Emily Thomas, the project co-ordinator of Gift of the Givers Foundation, said they were hopeful that house would be turned into a home. "With this house, we want to say to the Mosweu family that as a country, we were crying with them at the time of their son’s death, and that we hope that house will bring them joy and special memories," she said.

"We are giving this house to you mama Mosweu and hope you will turn it into a home."

Matlhomola's father Sakkie Dingake expressed displeasure at how the house issue was handled. He was a reluctant participant in the handing over ceremony. 

On arrival he occupied the back seat in the VIP tent, and refuse to join other family members in front, stating he was not invited to the ceremony. 

Dingake felt he was not consulted and was also not formally invited to the handing over of the house. Dingake and Mosweu do not live in the same house in Scotland.

He felt the house should have been built in Scotland not in town near white people, whom he said would still accuse his children of stealing from them.
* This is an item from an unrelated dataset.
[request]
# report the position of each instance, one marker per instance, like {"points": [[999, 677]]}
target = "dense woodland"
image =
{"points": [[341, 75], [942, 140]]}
Murdered Coligny teenager Matlhomola Mosweu's father Sakkie Dingake was a reluctant participant at the handing over ceremony of a house to his family. Picture: Photo: Molaole Montsho

According to the free encyclopedia, Wikipedia, Coligny was originally named Treurfontein  an Afrikaans word for spring of sadness or sorrow. It was renamed Coligny when it became a town on July 23 1923, after Gaspard de Coligny, a Huguenot leader who died in the Massacre of St Bartholomew in 1572.

It was a sad day for the black community when Matlhomola died and a sad day for the white community when Doorewaard and Schutter were sentenced to a lengthy jail term for his murder. 

Despite the sadness both communities experienced, there is a house to bring hope and unity,  a beacon of reconciliation.

School principal Stan Mynakama told the North West High Court that the black and white communities of Coligny need each other and all must play a role towards unity. 

He said Coligny was like a piano, to hear a harmonised melody you must play both black and white keys. " We alll have a role to play. I will bring my part and you should bring your part too. South Africa needs everyone. 

"It is like a piano when you play the black pieces only, you will not hear the melody; when you play the white pieces only, you do not hear the melody; but when you play the black and white pieces together you will hear the melody,"  he testified in court during mitigation and aggravation of sentence.